Spielberg & Lucas: The titans talk!
How exactly do you mediate a conversation with two of the most fertile minds in moviemaking? You hang on for dear life, that’s how! When EW sat down with George Lucas and Steven Spielberg for a chat about Indiana Jones and the Kingdom of the Crystal Skull (which opens May 22), the pace was fast and furious. You’ll see part of our chat in the Summer Movie Preview issue of EW (as well as here). But Spielberg and Lucas were so voluble, so passionately steeped in film history, and so funny that we had to bring you even more of their historic summit meeting, in which the pair discuss how filmmaking has changed in the past quarter-century, the impact of websites like this one on the experience of moviegoing, and the fate of Indiana Jones and the Monkey King.
ENTERTAINMENT WEEKLY: Gentlemen! This is like having Superman and Batman in the same room. [Laughter]
STEVEN SPIELBERG: But wait a minute — which is which? I wanna be Superman! With the big S.
GEORGE LUCAS: We should get some clinking glasses and stuff, just to screw up your tape.
So what took so long to get to installment No. 4? It’s been 19 years since Indiana Jones and the Last Crusade, the last of the original trilogy of films.
LUCAS: When we got to [the idea of making a fourth] one, I had already said, ”No. I can’t think of another MacGuffin.”
Meaning, the mystical thingy everyone is chasing.
LUCAS: I said, ”I can’t do it. It’s too hard.” We barely got through the last couple of ’em with smoke and mirrors. Sankara stones, for God’s sakes?
But there’s a lot of historical data about the Sankara stones!
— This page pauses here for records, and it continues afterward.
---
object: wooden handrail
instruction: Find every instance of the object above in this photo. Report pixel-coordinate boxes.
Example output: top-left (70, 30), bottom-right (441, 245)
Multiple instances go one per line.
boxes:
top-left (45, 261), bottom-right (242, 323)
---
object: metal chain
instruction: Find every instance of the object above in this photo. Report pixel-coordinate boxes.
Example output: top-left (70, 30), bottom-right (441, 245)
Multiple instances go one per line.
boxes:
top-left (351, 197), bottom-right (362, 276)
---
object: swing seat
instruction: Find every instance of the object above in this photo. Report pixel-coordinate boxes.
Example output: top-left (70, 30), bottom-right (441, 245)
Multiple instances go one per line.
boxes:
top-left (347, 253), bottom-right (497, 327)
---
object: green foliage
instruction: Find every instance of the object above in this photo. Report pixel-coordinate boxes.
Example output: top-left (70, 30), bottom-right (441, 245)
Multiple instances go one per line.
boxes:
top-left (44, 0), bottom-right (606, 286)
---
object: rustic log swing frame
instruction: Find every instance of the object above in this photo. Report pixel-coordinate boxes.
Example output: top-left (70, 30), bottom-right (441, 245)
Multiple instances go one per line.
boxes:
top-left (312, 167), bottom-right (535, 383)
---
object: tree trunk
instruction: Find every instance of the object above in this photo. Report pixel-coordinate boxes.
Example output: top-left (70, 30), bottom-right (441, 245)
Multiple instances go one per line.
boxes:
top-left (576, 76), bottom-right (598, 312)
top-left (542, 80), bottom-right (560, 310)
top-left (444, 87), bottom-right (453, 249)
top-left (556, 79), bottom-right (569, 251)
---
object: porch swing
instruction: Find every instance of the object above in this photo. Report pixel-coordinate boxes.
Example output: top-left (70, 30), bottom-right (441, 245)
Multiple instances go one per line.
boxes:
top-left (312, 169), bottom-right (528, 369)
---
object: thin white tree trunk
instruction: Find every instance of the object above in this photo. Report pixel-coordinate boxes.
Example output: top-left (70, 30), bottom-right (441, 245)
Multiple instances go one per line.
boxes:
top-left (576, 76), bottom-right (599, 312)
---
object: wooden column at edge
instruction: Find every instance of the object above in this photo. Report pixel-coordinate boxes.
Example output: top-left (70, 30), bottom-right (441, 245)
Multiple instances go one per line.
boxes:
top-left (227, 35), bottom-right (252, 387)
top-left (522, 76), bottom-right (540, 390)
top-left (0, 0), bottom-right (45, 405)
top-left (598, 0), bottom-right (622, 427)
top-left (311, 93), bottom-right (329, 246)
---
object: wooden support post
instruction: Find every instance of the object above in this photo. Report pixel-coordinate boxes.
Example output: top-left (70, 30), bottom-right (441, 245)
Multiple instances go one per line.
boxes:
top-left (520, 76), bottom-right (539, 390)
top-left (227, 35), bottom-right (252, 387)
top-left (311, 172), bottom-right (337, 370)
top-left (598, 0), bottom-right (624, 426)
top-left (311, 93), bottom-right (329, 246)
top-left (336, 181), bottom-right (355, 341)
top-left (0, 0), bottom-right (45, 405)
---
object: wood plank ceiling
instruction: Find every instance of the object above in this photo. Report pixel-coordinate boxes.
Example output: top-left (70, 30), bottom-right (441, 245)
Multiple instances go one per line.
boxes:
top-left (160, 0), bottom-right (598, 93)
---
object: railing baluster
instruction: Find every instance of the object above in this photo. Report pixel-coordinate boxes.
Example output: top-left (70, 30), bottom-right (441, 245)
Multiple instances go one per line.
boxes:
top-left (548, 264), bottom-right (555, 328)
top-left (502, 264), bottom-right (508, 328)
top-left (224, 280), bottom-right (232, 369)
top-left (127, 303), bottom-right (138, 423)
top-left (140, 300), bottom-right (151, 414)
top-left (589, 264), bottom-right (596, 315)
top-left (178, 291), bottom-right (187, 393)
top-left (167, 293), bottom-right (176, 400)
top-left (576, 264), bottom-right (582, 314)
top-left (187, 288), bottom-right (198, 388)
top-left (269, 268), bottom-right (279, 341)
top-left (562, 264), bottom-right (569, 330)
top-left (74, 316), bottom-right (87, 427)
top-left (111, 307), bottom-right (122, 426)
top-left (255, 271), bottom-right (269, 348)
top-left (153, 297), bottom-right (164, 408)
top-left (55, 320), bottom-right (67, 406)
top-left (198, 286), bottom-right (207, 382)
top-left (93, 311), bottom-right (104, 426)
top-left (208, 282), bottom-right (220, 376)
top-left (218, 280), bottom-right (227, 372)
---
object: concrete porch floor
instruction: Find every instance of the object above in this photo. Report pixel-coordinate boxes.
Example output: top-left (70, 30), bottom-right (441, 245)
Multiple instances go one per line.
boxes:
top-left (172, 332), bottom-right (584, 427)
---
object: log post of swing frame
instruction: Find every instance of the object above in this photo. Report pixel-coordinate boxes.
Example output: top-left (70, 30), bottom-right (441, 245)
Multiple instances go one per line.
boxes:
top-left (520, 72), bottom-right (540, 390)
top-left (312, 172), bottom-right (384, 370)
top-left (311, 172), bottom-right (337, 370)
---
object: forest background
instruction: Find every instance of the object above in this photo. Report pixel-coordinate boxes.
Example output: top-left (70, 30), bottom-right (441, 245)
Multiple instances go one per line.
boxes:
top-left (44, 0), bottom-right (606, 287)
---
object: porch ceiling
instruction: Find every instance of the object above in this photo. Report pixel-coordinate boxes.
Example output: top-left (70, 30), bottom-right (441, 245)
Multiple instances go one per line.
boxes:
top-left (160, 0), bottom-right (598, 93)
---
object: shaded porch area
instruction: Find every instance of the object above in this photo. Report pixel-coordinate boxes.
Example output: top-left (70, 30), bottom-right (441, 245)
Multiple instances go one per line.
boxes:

LUCAS: There is, but nobody in the United States knows about it, so there’s no resonance. The MacGuffin is the key. Before the Sankara stones [which became the focus of the second film in the trilogy, Indiana Jones and the Temple of Doom], we’d had ideas for all kinds of other MacGuffin things. Some of them were original ones, that were in the [proposed] stories that I did. Like a haunted castle and stuff. But then Steven went off and did Poltergeist and said, ”I don’t want to do another haunted-castle movie.”
In developing the third movie, there was a Christopher Columbus script early on, Indiana Jones and the Monkey King, set partly in Africa. And that one had a preamble involving a haunted castle.
LUCAS: We wrote complete scripts on other MacGuffins [for the third film]. And finally I said, look, let’s just try the Holy Grail. [Adopting another voice] ”Ohhh, it’s too cerebral, we’ll never make it work….” So we turned it into a tangible magic cup with healing powers, instead of an intellectual thing. It wasn’t until the idea of introducing the father came along that we kind of pulled [the third movie] out of the fire. Because it then shifted from being about the MacGuffin. But ultimately, these are supernatural mysteries. They aren’t action adventures. Everybody thinks they’re action-adventure films, but that’s just the genre we hang them on.
SPIELBERG: There’s not one that hasn’t been supernatural.
LUCAS: The supernatural part has to be real. [He taps the table] Which is why they’re very hard, and you run out [of options] very fast. You have to have a supernatural object that people actually believe in. People believe that there was an Ark of the Covenant, and it has these powers. Same thing with the Sankara stones, same thing with the Holy Grail. We may have exaggerated some of its powers, but basically there are people who believe there is a Holy Grail, brought back by the Knights Templar.
SPIELBERG: Of course, I was worried that people would hear ”Holy Grail,” and they would immediately think about a white rabbit attacking Monty Python. My first reaction was to say, ”Everybody run away! Run away!”
Well to bring us into Indy 4, what kind of developmental push and pull went on once you decided to set the new film in the 1950s?
LUCAS: The idea was to take the genre of Saturday-matinee serials, which were popular in the ’30s and ’40s, and say, ”What kind of B movie was popular in the ’50s, like those B movie serials were popular in the ’40s?” And use that as the overall uber-genre. We wouldn’t do it as a Saturday-matinee serial. We’d do it as a B movie from the ’50s.
SPIELBERG: The Cold War came to mind immediately, because if you’re in the ’50s, you have to acknowledge the Cold War.